A short article which I've seen referenced in a number of articles relating to embodied AI and its variants; in it, the author discusses the progress, and more importantly the lack-of-progress, in both artificial intelligence and artificial life, and speculates on what this means and what new discoveries may be required to overcome them.  He does first emphasize that neither field has been barren or unproductive; he lists a number of examples, such as speech recognition programs and machine design, where AI and AL have produced powerful and widely used applications.  But, clearly, pattern recognition algorithms and genetic algorithms and etc, while useful, do not approach the depth and power of "real" intelligent and living things.  Something is "missing" in all current models of AI and AL (an evaluation which, though made here in 1991, is still true today.) 

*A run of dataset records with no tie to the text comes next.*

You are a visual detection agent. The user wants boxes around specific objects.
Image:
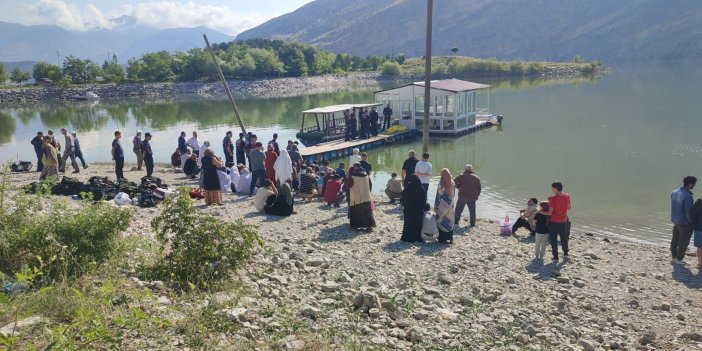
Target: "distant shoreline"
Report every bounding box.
[0,66,607,108]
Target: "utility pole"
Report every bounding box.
[202,34,246,135]
[422,0,434,153]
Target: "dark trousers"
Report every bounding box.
[115,157,124,180]
[383,116,392,130]
[512,217,535,234]
[454,196,476,227]
[144,155,154,177]
[670,223,692,260]
[249,169,266,195]
[36,151,44,172]
[548,222,570,260]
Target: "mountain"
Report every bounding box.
[0,16,234,63]
[237,0,702,62]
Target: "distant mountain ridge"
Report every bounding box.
[0,16,234,64]
[237,0,702,62]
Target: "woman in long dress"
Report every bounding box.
[400,175,427,242]
[434,168,456,243]
[273,150,293,185]
[346,167,375,232]
[202,147,224,206]
[264,144,278,182]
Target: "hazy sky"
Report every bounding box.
[0,0,312,35]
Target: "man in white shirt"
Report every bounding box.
[414,152,431,194]
[188,132,200,157]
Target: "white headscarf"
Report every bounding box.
[273,150,292,184]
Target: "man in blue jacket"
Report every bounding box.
[670,176,697,264]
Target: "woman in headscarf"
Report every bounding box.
[263,182,294,217]
[264,144,278,182]
[346,164,375,232]
[434,168,456,243]
[273,150,293,184]
[202,147,224,206]
[400,175,427,242]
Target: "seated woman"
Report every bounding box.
[263,181,294,217]
[254,179,278,212]
[300,167,317,200]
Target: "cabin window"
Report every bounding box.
[414,96,424,116]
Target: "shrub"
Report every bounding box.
[381,61,402,76]
[151,188,263,288]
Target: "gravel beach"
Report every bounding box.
[5,164,702,351]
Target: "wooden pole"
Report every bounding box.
[422,0,434,153]
[202,34,246,135]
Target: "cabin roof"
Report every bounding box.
[302,103,382,114]
[378,78,490,93]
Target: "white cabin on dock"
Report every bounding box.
[375,79,490,135]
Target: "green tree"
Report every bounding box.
[10,67,31,85]
[32,61,61,82]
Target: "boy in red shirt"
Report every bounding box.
[539,182,570,262]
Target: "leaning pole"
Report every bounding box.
[202,34,246,135]
[422,0,434,153]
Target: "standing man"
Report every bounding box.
[112,130,124,181]
[249,142,266,196]
[59,128,80,173]
[132,130,144,171]
[32,132,44,172]
[370,106,380,136]
[453,165,483,227]
[539,182,576,262]
[670,176,697,264]
[236,133,246,165]
[141,133,155,177]
[401,150,419,186]
[222,131,234,164]
[268,133,280,156]
[187,132,200,157]
[71,130,88,169]
[383,104,392,130]
[414,152,432,195]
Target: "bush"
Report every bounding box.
[381,61,402,76]
[151,188,263,288]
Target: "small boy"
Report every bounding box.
[385,172,402,204]
[534,201,548,260]
[422,203,439,241]
[512,197,539,236]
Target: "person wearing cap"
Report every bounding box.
[71,130,88,169]
[142,133,155,177]
[112,130,124,181]
[132,130,145,171]
[222,131,234,164]
[31,132,44,172]
[453,165,483,227]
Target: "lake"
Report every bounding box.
[0,64,702,244]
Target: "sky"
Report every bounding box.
[0,0,312,35]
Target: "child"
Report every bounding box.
[512,197,539,236]
[534,201,548,260]
[422,203,439,241]
[385,172,402,204]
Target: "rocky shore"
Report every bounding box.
[6,165,702,351]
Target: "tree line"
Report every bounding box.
[0,39,405,85]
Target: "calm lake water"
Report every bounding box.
[0,65,702,244]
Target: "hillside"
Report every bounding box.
[237,0,702,62]
[0,18,233,63]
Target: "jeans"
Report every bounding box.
[249,169,266,195]
[454,196,475,227]
[548,222,570,260]
[512,217,534,234]
[115,157,124,180]
[144,155,154,177]
[670,223,692,260]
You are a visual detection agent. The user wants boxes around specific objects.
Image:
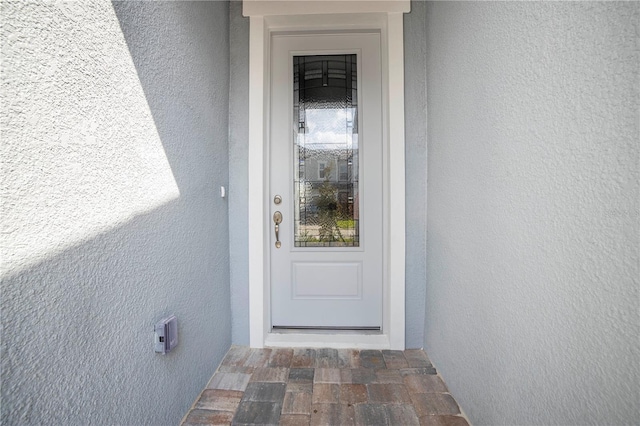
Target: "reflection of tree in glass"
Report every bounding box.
[316,164,345,242]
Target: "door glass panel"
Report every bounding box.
[293,55,360,247]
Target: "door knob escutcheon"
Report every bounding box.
[273,212,282,248]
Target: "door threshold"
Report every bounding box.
[271,325,382,335]
[264,329,391,349]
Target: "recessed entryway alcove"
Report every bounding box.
[243,0,409,349]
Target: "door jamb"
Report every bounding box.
[243,0,409,350]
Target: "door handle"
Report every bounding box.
[273,212,282,248]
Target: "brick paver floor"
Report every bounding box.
[182,346,469,426]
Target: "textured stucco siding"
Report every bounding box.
[0,1,231,425]
[425,2,640,425]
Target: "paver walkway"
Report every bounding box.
[182,346,469,426]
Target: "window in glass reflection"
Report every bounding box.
[293,55,360,247]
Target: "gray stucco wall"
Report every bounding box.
[425,2,640,424]
[229,1,426,348]
[229,1,249,345]
[0,1,231,425]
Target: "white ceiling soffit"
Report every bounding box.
[242,0,411,16]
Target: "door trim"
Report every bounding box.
[243,0,409,350]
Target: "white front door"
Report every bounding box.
[267,32,383,330]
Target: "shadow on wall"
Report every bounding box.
[1,2,231,424]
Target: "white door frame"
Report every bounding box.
[243,0,410,349]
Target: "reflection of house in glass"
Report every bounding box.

Brooks lists a few broad categories of what could be the limiting factor; incorrect parameters or incomplete formulations of experiments, insufficient computational power or complexity, or something "mysterious," yet to be discovered, which adds a previously missed dynamic of such systems.  The first category he largely dismisses; over the long history of both disciplines, the "correct" combination of existing features would have likely been discovered by design or chance.  The second category he deems plausible, citing the seemingly qualitative difference in behavior of "brute-force" chess AI programs from the early, low-powered versions to Deep Blue, and speculates that it could occur in more profound ways for AI and AL systems simply by "scaling up" the kind of models currently created until they become sufficiently powerful or unpredictable to rival real systems.  The third category is the most speculative; fundamental discoveries in computer science, mathematics, or even physics may be required to completely model AI or AL systems, but currently no one can say when or if such a discovery would emerge.